The Most significant Theft in the USA:
The most significant art theft in United States happened at the Isabella Stewart Gardner Museum. On the night of March 18, 1990, a group of thieves using police uniforms got into the museum and took thirteen paintings whose cumulative worth was estimated at around 300 million dollars. The thieves took 2 paintings and one print by Rembrandt, and works of Vermeer, Manet, Degas, Govaert Flinck, as well as a French and a Chinese artifact.

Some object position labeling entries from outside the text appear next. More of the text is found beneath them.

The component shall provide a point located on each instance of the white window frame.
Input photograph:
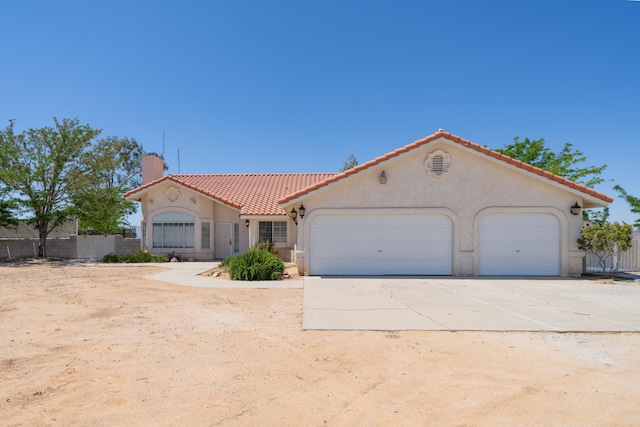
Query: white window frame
(173, 230)
(277, 227)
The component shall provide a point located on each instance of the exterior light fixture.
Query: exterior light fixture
(575, 209)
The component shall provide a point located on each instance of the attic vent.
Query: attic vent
(438, 163)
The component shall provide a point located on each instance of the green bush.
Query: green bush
(256, 264)
(137, 257)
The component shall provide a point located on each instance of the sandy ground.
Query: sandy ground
(102, 345)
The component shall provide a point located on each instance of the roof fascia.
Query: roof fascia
(567, 188)
(163, 180)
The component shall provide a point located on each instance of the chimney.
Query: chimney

As of yet, none of the paintings have been discovered and the case is still unsolved. According to current rumors, the FBI are investigating the possibility that the Boston Mob along with French art dealers are linked to the crime.

The Scream:
The painting by Edvard Munchs, The Scream, is probably the most demanded painting by art thieves in history. It has actually been taken two times and was just recently recovered. In 1994, during the Winter Olympics in Lillehammer, Norway, The Scream was stolen from an Oslo gallery by 2 burglars who broke through an open window, triggered the alarm and left a note stating: thanks for the poor security.

Three months later, the holders of the painting approached the Norwegian Government with an deal: 1 million dollars ransom for Edvard Munchs The Scream. The Federal government declined the offer, however the Norwegian cops worked together with the British Authorities and the Getty Museum to organize a sting operation that brought back the painting to where it belongs.

While Museum officials waiting for the burglars to request ransom loan, reports claimed that both paintings were burned to hide evidence. Eventually, the Norwegian police found the two paintings on August 31, 2006 but the realities on how they were recuperated are not known.


When you look at the some of the most popular cases of art thefts in history, you see thoroughly prepared operations that involve art dealerships, art fakers, mobsters, ransoms, and millions of dollars. The most well-known story of art theft involves https://www.youtube.com/playlist?list=PLNxmDR0Lf7eKav0Z4XkSZcWl9N4D2c9qa one of the most popular paintings in the world and one of the most well-known artists in history as a suspect. The criminal offense was carefully performed by a well-known con guy, Eduardo de Valfierno, who was sent out by an art faker who meant to make copies and offer them as if they were the original painting.

Eventually, Peruggia was captured by the police while trying to sell the painting to an art dealer from Florence, Italy. The painting by Edvard Munchs, The Scream, is most likely the most sought after painting by art burglars in history.